The improper comments, individually and viewed cumulatively, are not of such force that the verdict could not have been obtained "but for" the comments. As the trial court noted in rejecting Fisher's argument that the verdict was against the manifest weight of the evidence, the record before us makes clear there was "certainly plenty" of evidence permitting the jury's verdict in favor of Sloan. The verdict cannot find sufficient evidentiary support in the record and at the same time be unobtainable but for the improper comments of counsel.
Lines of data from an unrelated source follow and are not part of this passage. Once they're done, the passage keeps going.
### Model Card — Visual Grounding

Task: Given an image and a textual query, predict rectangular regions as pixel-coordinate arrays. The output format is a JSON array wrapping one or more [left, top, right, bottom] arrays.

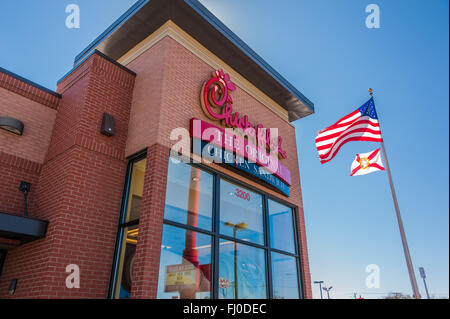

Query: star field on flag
[[316, 98, 383, 164]]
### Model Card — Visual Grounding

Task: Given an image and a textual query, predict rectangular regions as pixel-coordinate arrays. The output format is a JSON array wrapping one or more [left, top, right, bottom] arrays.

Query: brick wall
[[131, 144, 170, 299], [0, 54, 135, 298], [127, 36, 312, 297]]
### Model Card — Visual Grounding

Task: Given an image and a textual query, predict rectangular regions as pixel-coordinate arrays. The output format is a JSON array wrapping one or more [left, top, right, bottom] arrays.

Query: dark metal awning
[[0, 213, 48, 248]]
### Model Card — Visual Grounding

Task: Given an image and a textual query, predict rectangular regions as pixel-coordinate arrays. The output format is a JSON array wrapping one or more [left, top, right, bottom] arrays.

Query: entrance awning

Further, two of the improper comments were immediately met by the trial court rightly sustaining Fisher's objection, an instruction to the jury that it disregard the comments, and after the second sustained objection, admonishment of counsel in the presence of the jury. As there exists in Florida law a presumption that jurors follow the court's instructions, see id. (citing Nolan v. Kalbfleisch, 369 So.3d 346, 347 (Fla. 5th DCA 2023)), the curative instructions and admonishment of counsel lessened the harm and cured any potentially pernicious effect of the improper statements.
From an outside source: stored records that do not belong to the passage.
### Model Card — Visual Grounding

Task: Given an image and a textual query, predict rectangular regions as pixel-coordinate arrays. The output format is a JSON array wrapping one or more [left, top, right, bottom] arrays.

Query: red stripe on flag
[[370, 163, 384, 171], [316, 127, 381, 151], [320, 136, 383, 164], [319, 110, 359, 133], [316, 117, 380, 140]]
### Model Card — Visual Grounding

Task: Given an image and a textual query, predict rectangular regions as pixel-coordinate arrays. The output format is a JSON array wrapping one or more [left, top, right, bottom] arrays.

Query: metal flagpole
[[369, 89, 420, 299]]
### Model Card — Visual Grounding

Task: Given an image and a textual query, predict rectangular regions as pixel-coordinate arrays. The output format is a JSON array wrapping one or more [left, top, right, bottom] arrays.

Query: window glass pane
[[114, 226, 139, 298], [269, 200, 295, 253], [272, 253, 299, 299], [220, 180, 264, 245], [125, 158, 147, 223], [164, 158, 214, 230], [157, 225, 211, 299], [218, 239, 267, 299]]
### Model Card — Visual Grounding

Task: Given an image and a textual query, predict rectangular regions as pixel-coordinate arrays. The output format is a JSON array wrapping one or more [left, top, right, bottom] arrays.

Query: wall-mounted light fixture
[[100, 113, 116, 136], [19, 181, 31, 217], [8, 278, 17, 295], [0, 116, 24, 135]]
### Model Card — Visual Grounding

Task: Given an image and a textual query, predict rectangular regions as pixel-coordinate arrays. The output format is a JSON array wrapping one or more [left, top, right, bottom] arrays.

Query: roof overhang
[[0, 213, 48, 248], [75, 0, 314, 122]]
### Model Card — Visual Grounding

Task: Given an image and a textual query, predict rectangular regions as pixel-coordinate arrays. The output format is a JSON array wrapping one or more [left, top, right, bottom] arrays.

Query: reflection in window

In light of the sustained objections, curative instructions, and admonishment of counsel, the effect of the improper comments falls short of fundamental error. The comments did not "so damage[ ] the fairness of the trial that the public's interest in our system of justice requires a new trial." See Murphy, 766 So.2d at 1030. These comments share no similarity to the extreme examples of improper comments described in Murphy that would necessitate a new trial. See id.
III.
Accordingly, as the improper comments do not constitute fundamental error as required in Murphy and Companioni, the order granting new trial is REVERSED and this cause REMANDED to the trial court for reinstatement of the jury's verdict and entry of final judgment in favor of Appellant Hannah Sinclair Sloan, and for further matters not inconsistent with this Court's opinion.
It is so ordered.
EDWARDS, C.J., and MAKAR, J., concur.